調査結果の他の箇所を見ますと、様々な分野において日本を脅威として捉える見方が増えていますし、日本社会や政治システムに対する批判的な認識も一定程度存在しています。それにもかかわらず、印象は改善している。さらに、中国と日本を比較した結果、中国よりも日本に対して親近感を抱く韓国人が増えている。
一方、日本側では「韓国に良い印象を持つ人」が、この5年間で徐々に減少しています。「相手国に良い印象を持つ人」が韓国人では増え、日本人では減少したことによって、両国が同じ水準になりつつあります。
そうした中、韓国人の日本への印象が改善している理由を考えてみる必要がありますし、また、日本側の韓国に対する印象が悪化していることをどう解釈するか、よく検討する必要があります。
両国で増加する日韓合意に対する否定的な評価
もう一つ、今回の調査で浮き彫りとなったことは、慰安婦問題を含めた歴史認識問題が解決する可能性は非常に低い、ということです。2015年の慰安婦問題に関する日韓合意に対して、否定的な見方が増加しています。特に、韓国では、肯定的な見方は4人に1人で、4人に3人は否定的です。また、肯定的な人々も、その多くは合意内容そのものに賛成しているから肯定的な評価をしているというわけではなく、「日韓関係がこのまま悪化するのは望ましくない」という考え方の下で、「受け入れざるを得ない」と結論を下した人が多いと思います。ですから、全体的に見ますと、日韓合意は、日韓関係の改善にプラスの影響を与えていない、むしろマイナスの影響を与えていると解釈できると思います。そして日本側もこの日韓合意を評価していない人が多いと思います。
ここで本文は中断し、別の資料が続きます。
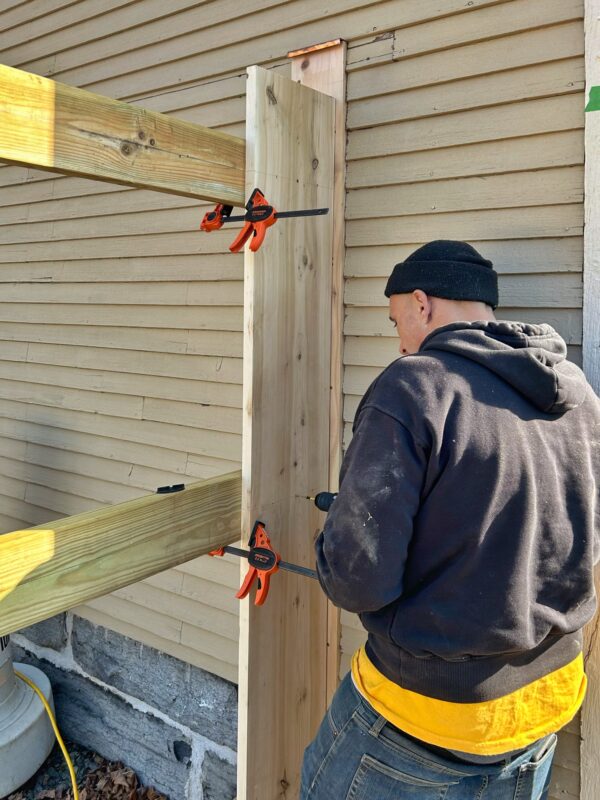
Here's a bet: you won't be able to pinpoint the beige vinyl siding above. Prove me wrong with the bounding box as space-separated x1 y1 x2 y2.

韓国側も再交渉によって望んでいるような合意を得ることは難しいと考えている
では、日韓合意について再交渉すべきなのでしょうか。韓国内では、日韓合意の中の「最終的かつ不可逆的な解決」という文言を「これは受け入れられない」と問題視する意見は多く見られます。しかしそれ以外については、「では、具体的には何をすべきなのか。どこをどのように変えるべきなのか」ということになると、まだ韓国社会の中でも議論は進んでいない状況です。
その背景には、慰安婦問題の解決は非常に難しい、再交渉しても韓国側が望んでいるような方向で新たな合意に至ることは難しい、ということは韓国人も受け入れている、ということがあると思います。
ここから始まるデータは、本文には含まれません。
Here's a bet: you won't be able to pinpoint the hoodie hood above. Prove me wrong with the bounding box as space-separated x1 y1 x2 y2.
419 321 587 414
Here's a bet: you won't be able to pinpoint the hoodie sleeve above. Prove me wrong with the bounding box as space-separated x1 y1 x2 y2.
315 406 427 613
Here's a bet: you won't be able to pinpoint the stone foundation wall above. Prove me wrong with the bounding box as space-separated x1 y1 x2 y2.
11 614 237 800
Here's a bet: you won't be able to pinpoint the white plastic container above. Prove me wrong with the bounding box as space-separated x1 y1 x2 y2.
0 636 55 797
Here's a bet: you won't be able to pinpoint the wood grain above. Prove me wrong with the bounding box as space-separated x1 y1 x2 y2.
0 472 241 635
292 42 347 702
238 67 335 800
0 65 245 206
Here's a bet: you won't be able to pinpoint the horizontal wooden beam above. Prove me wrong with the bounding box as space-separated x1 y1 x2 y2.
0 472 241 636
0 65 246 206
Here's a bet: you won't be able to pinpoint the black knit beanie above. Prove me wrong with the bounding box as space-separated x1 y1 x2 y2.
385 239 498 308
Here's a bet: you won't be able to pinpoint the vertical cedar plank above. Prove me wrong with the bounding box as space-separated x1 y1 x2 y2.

慰安婦問題には慎重に対応し、日韓関係全体へ悪影響が及ぶことを避けるべき
日韓関係の将来を展望する際に、最も重要なのは日韓合意、そしてその再交渉の問題をいかにして賢明に解決していくのか、ということだと思います。この問題によって再び感情的な対立に発展してしまいますと、相当長期間にわたって日韓関係全体が悪影響を受けることになりますので、慎重に対応すべきだと思います。
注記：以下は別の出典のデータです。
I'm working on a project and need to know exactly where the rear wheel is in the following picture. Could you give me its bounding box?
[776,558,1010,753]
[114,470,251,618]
慰安婦問題以外にも日韓間、そして東アジアには解決すべき外交的な懸案事項はたくさん存在します。北朝鮮の核開発問題をめぐる安全保障協力、FTAなど経済的な協力課題など課題は山積みです。ですから、政治、経済、文化など多面的な協力を積極的に推進していくことで、日韓関係における慰安婦問題の相対的な比重を下げていくようなかたちで、賢明な外交を進めていくべきです。慰安婦問題だけにとらわれ、慰安婦問題によって改めて日韓対立が激化することは望ましくない、賢い選択ではないということを、両国政府はきちんと認識していると思います。両国がより柔軟かつ長期的な視点に立って問題に対して慎重に取り組んでいく。再交渉の問題にも慎重にアプローチしていくことを両国政府には期待したいと思います。